The expansion of Nitzanim aims to address the shortage of math and computer science teachers in these areas, bolstering educational opportunities for the youth.

The Swords of Iron War has had a significant impact on the education system, resulting in the loss of numerous school days.

Schools have only recently begun to resume their routines, with students in southern and northern regions experiencing disruptions to their education, compounded by a shortage of teachers in crucial subjects such as mathematics, English, and computer science. However, over 2,300 young students from the southern, northern, and evacuation center regions, including Eilat and Jerusalem, have chosen to take matters into their own hands.

Taking matters into their own hands

They have embarked on programming studies outside regular school hours through the Nitzanim program, refusing to allow the challenges of war to derail their futures. Nitzanim offers free programming courses to disadvantaged youth aged 15-18, with the goal of preparing them for roles in the IDF's technological units and, ultimately, the hgih-tech sector.

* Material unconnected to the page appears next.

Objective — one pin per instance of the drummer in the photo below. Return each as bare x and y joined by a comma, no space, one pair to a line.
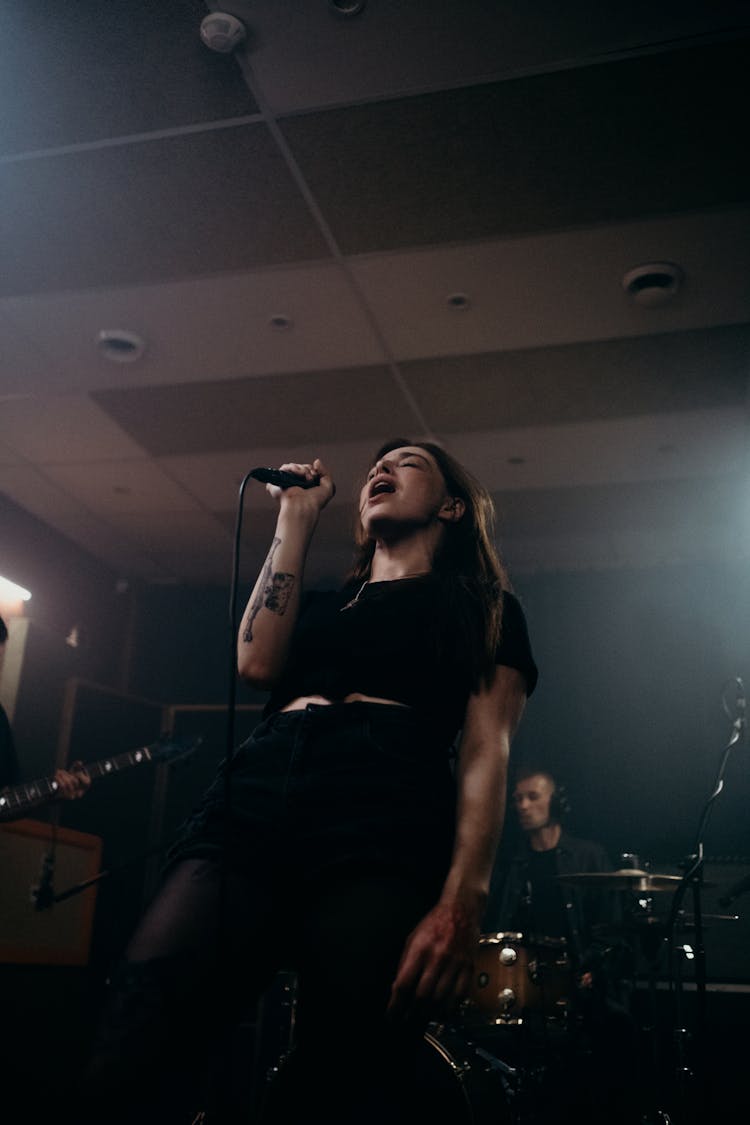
530,896
526,894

Lt. Col. Korin Cohen Matok, the manager of Nitzanim, who is currently in reserves at the Southern Command, emphasized the urgent need for additional support to cater to a broader student population.

"Mayors, especially from the south, express concerns about students not learning adequately, potentially jeopardizing their future," stated Matok. "In response, the Nitzanim program has expanded to accomodate more students."

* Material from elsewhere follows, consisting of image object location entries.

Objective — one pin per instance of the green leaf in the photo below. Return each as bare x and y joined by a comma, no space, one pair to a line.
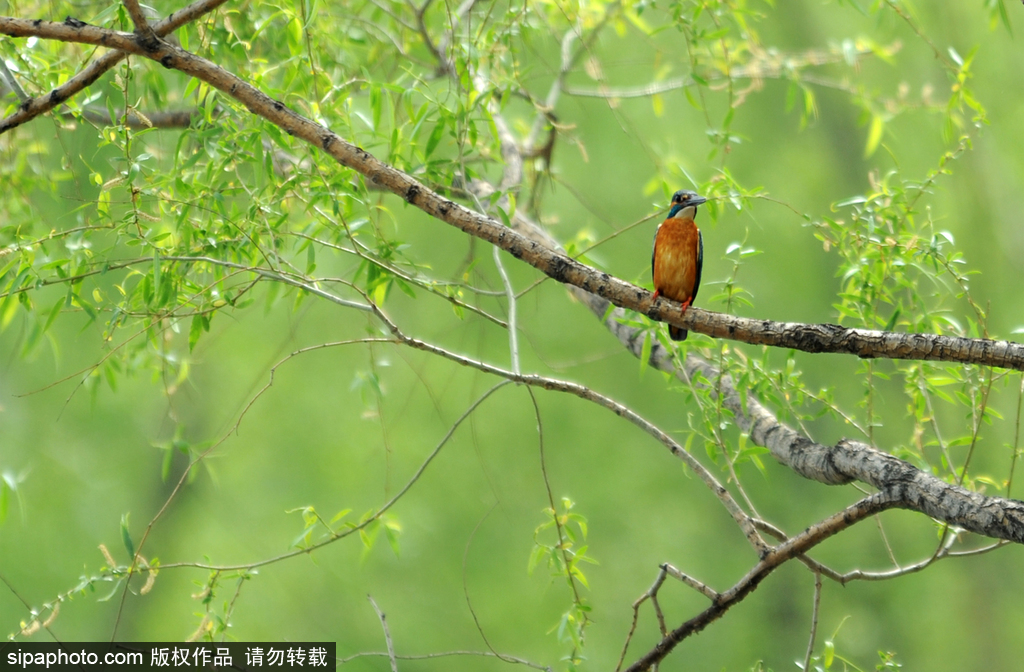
391,531
126,537
645,352
195,331
435,138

Approximately 100 additional students from the southern region have joined the program amid the challenging circumstances. Evacuated students continue their studies via online platforms like Zoom, while in-person classes are conducted in Eilat.

Mayor Itzik Danino of Ofakim expressed his support, saying, "This devastating war inflicts immense trauma, and the perseverance of the children in pursuing the study of programming, a skill that can open numerous doors in both military service and career opportunities, establishes a constructive routine and imbues their lives with meaning. To foster the development and resilience of the south, our primary commitment lies in fortifying our children and safeguarding their futures."

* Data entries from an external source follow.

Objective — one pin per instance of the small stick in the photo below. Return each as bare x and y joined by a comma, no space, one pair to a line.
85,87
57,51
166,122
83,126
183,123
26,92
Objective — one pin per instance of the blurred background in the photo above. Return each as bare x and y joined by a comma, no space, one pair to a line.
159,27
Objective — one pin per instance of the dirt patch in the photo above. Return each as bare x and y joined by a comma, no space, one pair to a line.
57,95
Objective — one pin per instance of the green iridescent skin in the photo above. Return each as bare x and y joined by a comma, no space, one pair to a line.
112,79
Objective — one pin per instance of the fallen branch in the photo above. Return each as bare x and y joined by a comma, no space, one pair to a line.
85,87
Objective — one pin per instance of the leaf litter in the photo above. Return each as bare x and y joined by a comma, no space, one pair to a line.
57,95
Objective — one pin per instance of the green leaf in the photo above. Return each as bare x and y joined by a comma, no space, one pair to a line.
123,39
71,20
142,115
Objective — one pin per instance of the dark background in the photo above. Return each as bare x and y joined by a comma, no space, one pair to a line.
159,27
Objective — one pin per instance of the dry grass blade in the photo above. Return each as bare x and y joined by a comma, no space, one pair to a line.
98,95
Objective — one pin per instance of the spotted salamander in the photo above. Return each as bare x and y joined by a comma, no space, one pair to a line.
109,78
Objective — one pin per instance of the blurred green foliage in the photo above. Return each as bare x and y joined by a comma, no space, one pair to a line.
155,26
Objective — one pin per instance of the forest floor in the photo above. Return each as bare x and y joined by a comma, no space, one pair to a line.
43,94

Parents also share concerns about the impact of the war on their children's future careers. Liraz Golan, a mother from Ofakim, remarked, "It's not just about the children missing out on learning; they're traumatized. Three years ago, they were in quarantine, worried about health. Today, the arrival of war in our city added further complexity to this situation, making their educational journey even more challenging."

Reut Savistri, a 12th-grade student from Zikim, echoed the sentiment, stating, "Similar to the confusion during the pandemic, the current situation in unclear, and sometimes I fear for my future. Still, I enrolled in Nitzanim because it's essential to me to contribute to the south's economic and security development, introducing high-tech and defense industries. I want to be just a part of the future, but a part of a  better future. Especially during wartime, I recognize the importance of persisting in programming studies, and I'm grateful to continue pursuing these dreams."

Recognizing the importance of continuous education, especially in high-tech fields, is crucial to securing the future of southern children and evacuees. 

The ongoing war exacerbates existing inequalities between disadvantaged communities and wealthier ones, posing a significant threat to the younger generation in the south and north. The Nitzanim program is determined to prevent this potential loss through its tireless efforts.

The program collaborates with the IDF's Computer Service Directorate, the Education Ministry, Israel National Digital Agency, UJA-Federation of New York, The Phoenix Insurance COmpany, Shahua Family Foundation, and others.